Le secret d’une vie n’appartient qu’à son dépositaire. Il peut en faire ce qu’il veut, et s’il lui arrive, au terme de son existence, de demander de l’aide, dernière caresse de sa liberté, la réponse doit s’efforcer d’être la même que celle de Nietzsche : « Qu’y a-t-il de plus humain ? Épargner la honte à quelqu’un. »
« Requiem pour la vie » publié en 1985 , est un ouvrage cherchant à rompre le tabou de l’euthanasie.

Ed Albin Michel 1985
ISBN 2-7144-1777-9
270 pages

 

De l’acharnement thérapeutique à l’euthanasie

De l’acharnement thérapeutique

Dr Claude Broussouloux

Le thème n’est pas nouveau et nous retrouvons là les grands poncifs : le débile mental grabataire que l’on force à vivre, les maintiens inhumains en survie « politique » du Caudillo ou dégradants de Tito etc. Et aussi la multiplication inutile d’analyses, de radios, de scanners ; celles d’opérations chirurgicales qui sont ruineuses pour la société. Il semble toutefois que cet acharnement thérapeutique sera forcément limité et par les nouvelles prises de conscience et par les exigences de la réalité économique. Mais quel choix faire ? Entre l’euthanasie passive qui, consiste à ne rien tenter, au-delà du raisonnable, pour la survie d’un malade ou d’un vieillard, mais qui exige un « décideur » ; ce consensus pourrait être donné par une équipe pluridisciplinaire et familiale.

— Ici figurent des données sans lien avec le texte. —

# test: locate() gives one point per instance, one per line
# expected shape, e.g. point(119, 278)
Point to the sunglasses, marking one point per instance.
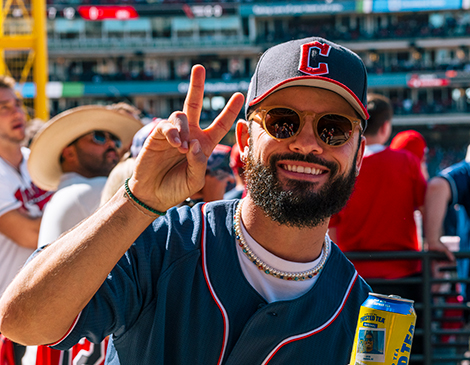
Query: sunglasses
point(100, 137)
point(283, 123)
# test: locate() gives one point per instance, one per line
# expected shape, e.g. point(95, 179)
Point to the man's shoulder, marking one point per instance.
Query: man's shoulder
point(461, 168)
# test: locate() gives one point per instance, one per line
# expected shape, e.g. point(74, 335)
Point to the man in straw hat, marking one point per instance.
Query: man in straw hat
point(21, 202)
point(252, 281)
point(74, 154)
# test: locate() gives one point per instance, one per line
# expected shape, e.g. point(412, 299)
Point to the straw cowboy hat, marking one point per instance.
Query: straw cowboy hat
point(48, 144)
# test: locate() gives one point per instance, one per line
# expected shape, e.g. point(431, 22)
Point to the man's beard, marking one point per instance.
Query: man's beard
point(297, 205)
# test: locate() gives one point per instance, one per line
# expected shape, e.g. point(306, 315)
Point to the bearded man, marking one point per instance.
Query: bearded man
point(251, 281)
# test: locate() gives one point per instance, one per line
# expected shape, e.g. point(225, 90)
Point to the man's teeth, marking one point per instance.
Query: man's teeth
point(303, 170)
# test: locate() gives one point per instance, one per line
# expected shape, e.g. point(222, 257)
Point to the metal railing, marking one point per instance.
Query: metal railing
point(441, 346)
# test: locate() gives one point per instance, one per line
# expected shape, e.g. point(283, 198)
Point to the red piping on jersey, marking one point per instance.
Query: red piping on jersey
point(316, 330)
point(211, 289)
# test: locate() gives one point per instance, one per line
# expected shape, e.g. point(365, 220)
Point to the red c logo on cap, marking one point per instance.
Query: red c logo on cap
point(321, 68)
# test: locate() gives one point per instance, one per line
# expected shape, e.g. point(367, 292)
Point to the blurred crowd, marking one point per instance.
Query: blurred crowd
point(76, 161)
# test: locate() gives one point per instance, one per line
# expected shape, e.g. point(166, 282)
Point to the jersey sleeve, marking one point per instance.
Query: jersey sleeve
point(132, 285)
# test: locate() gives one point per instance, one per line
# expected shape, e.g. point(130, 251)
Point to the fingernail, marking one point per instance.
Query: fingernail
point(196, 147)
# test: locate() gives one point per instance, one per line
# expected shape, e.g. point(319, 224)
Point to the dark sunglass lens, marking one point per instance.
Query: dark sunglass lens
point(334, 130)
point(116, 140)
point(282, 123)
point(99, 137)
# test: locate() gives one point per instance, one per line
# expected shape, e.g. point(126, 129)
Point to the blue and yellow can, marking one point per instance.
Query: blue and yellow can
point(384, 331)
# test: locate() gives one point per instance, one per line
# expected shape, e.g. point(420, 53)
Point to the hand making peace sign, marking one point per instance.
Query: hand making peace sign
point(172, 163)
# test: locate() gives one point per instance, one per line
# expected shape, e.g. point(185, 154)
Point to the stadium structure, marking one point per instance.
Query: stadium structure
point(417, 53)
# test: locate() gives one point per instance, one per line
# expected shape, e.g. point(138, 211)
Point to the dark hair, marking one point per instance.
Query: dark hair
point(380, 111)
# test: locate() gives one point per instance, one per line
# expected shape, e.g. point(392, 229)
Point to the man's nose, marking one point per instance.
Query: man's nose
point(306, 141)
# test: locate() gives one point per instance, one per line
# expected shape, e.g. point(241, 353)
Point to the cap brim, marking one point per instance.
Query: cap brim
point(47, 145)
point(323, 83)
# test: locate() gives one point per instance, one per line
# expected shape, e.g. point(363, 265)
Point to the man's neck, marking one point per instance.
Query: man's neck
point(288, 243)
point(11, 153)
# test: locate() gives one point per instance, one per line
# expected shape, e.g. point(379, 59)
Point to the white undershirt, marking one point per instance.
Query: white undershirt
point(269, 287)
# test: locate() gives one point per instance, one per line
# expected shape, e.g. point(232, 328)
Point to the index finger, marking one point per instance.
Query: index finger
point(193, 102)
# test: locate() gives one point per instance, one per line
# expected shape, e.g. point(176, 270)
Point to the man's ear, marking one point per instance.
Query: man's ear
point(360, 154)
point(243, 138)
point(68, 153)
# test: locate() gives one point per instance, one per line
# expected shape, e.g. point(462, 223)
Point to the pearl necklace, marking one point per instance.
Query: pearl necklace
point(304, 275)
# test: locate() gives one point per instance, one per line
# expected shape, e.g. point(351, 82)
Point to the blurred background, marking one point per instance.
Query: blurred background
point(141, 51)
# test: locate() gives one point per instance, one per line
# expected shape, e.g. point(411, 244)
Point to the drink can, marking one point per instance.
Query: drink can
point(384, 331)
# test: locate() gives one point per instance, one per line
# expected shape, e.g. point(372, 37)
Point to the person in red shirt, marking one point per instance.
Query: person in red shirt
point(379, 216)
point(380, 213)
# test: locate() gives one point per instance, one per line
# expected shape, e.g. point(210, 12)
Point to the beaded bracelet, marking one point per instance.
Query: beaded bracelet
point(143, 205)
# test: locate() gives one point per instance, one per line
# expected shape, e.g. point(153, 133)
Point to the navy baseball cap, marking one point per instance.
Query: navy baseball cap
point(314, 62)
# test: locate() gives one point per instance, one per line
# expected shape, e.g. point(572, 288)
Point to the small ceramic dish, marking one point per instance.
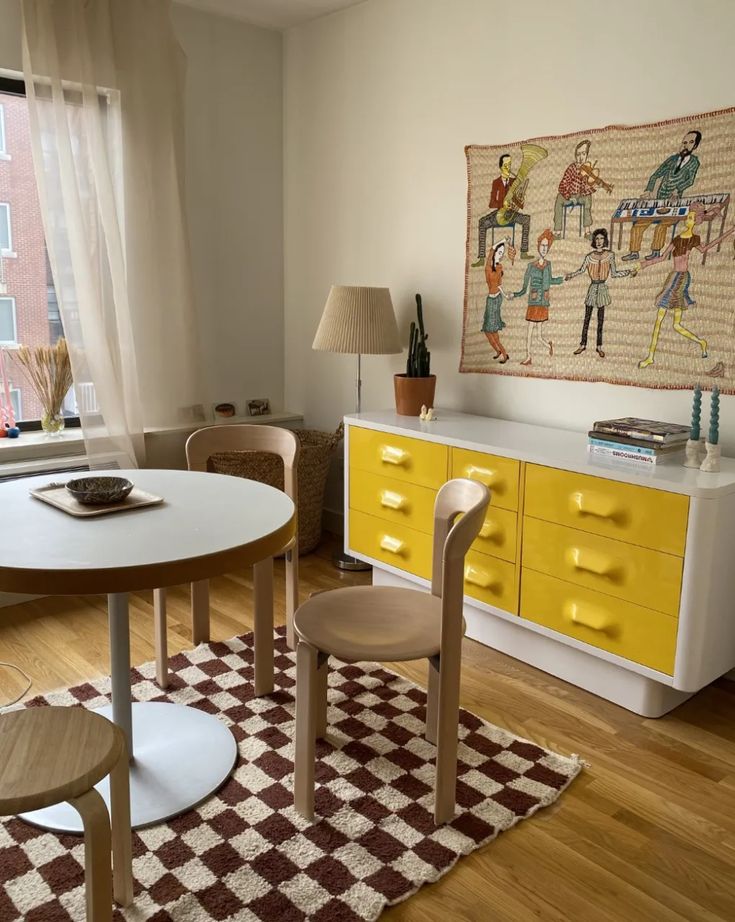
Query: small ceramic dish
point(99, 491)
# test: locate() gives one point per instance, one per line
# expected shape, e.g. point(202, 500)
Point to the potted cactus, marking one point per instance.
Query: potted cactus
point(416, 387)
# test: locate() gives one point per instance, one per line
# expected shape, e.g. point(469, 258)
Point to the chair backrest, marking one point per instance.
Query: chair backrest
point(459, 513)
point(204, 443)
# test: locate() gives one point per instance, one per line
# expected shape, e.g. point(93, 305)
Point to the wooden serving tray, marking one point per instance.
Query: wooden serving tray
point(56, 494)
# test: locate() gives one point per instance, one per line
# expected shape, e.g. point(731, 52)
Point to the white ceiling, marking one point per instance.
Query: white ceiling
point(272, 14)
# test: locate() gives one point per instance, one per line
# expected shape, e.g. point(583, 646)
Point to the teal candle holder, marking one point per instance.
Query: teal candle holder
point(714, 417)
point(696, 414)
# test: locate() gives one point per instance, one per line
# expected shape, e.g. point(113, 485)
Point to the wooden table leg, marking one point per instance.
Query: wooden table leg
point(97, 851)
point(117, 607)
point(263, 625)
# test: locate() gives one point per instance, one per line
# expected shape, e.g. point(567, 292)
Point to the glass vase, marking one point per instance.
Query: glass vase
point(52, 424)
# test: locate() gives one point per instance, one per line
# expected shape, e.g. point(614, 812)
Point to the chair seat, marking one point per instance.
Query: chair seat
point(378, 623)
point(53, 754)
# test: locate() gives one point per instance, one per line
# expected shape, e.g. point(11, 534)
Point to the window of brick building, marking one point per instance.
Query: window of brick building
point(6, 234)
point(8, 327)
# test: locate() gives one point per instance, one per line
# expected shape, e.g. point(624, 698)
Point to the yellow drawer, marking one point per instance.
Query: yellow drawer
point(396, 456)
point(498, 534)
point(638, 515)
point(391, 543)
point(500, 474)
point(491, 580)
point(393, 500)
point(635, 633)
point(648, 578)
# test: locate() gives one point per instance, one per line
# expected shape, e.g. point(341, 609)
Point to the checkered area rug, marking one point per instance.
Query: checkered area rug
point(245, 854)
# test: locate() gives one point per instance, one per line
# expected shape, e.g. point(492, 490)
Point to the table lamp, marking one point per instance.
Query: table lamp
point(358, 321)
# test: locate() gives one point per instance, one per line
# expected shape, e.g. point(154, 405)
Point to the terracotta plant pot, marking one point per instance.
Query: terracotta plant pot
point(412, 393)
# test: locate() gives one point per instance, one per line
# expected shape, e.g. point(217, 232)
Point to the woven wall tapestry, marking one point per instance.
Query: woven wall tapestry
point(604, 255)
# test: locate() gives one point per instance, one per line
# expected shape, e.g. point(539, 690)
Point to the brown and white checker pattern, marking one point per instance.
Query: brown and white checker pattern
point(245, 854)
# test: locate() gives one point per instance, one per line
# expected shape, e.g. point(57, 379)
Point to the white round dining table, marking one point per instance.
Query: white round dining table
point(207, 524)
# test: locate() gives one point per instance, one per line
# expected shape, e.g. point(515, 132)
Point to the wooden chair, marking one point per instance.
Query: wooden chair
point(387, 624)
point(200, 446)
point(54, 754)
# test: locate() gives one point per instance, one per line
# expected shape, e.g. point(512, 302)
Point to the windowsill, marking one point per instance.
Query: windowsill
point(33, 451)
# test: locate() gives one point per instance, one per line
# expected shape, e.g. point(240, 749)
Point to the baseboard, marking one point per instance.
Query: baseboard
point(333, 520)
point(15, 598)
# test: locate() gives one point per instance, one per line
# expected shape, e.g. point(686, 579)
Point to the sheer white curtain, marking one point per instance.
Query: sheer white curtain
point(104, 80)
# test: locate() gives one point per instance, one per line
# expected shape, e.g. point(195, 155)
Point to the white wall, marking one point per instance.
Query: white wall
point(234, 112)
point(234, 187)
point(380, 101)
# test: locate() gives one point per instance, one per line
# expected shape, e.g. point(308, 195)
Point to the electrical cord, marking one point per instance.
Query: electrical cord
point(25, 690)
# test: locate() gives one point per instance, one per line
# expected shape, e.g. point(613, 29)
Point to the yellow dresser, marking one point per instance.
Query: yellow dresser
point(582, 568)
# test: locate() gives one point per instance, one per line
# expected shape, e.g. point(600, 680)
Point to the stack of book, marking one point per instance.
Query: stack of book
point(643, 440)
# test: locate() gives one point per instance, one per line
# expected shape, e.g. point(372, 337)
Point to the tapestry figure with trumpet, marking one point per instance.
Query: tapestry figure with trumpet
point(605, 255)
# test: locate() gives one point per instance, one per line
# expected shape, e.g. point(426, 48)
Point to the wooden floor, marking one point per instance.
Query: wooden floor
point(646, 832)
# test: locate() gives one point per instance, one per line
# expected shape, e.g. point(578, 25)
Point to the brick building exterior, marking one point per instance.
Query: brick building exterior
point(24, 265)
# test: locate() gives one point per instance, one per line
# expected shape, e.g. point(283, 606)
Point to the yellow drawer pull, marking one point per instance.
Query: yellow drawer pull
point(484, 474)
point(595, 504)
point(490, 530)
point(589, 617)
point(392, 500)
point(582, 558)
point(392, 545)
point(477, 577)
point(389, 454)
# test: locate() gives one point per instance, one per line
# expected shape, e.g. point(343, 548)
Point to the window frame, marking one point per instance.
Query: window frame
point(4, 155)
point(18, 400)
point(14, 341)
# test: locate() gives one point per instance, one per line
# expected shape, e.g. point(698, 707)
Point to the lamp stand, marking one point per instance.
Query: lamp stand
point(341, 560)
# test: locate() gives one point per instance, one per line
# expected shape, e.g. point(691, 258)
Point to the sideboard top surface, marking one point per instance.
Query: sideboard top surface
point(559, 448)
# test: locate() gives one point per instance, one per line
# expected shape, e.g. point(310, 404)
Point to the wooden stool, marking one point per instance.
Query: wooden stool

Quant à l’euthanasie active, l’auteur en évoque les dangers bien connus mais qu’il est utile de rappeler. Il nous force toutefois à réfléchir sur l’ambiguïté de la mort : on peut être à la fois contre un acharnement thérapeutique aveugle et contre l’euthanasie manipulée par une société planificatrice.

Ed Robert Laffont 1983
ISBN 2-221-00921-5
199 pages

 

Sédation, euthanasie

Sédation, euthanasie

Dominique Jacquemin

De nos jours, les sociétés mandatent fortement la médecine, par des législations variées – sédation, euthanasie, aide médicale à mourir–, pour construire la fin de vie d’autrui à sa demande. L’éthique se trouve de plus en plus sollicitée dans les pratiques soignantes. Mais quelle éthique ? Une accumulation de principes ? Une éthique réduite à la seule normativité juridique, à un protocole ? S’efforçant de réfléchir à quoi se trouvent aujourd’hui confrontés les professionnels s’ils deviennent, dans les faits, les « gardiens » du sens de l’existence de celui, celle qui n’en peut plus, peut-on se contenter de la seule raison pour déployer la signification d’une action ? S’il importe de rendre compte en raison des motifs d’une décision, d’un acte, ces derniers s’inscrivent aussi dans un registre plus large, celui de la spiritualité. C’est la voie qu’explore cet ouvrage : comment faire habiter ensemble l’éthique et la spiritualité pour penser la demande et les modalités de réponse à la construction contemporaine du mourir ?

La personne en fin de vie

La personne en fin de vie

Jean-Paul Sauzet

La médecine contemporaine, toujours plus performante, fait du malade un objet d’observation et de soin. Les traditions religieuses s’étant effritées, ces derniers moments de vie sont vides de tout geste et de signification. Ils suscitent souffrance et angoisse. Les témoignages des personnes qui accompagnent les sujets en fin de vie ouvrent un autre chemin. L’écoute n’est pas le temps d’un faire technique, elle est celui d’un « laisser-être » dans lequel le sujet peut advenir à lui-même à travers une parole qui trace les étapes d’un récit.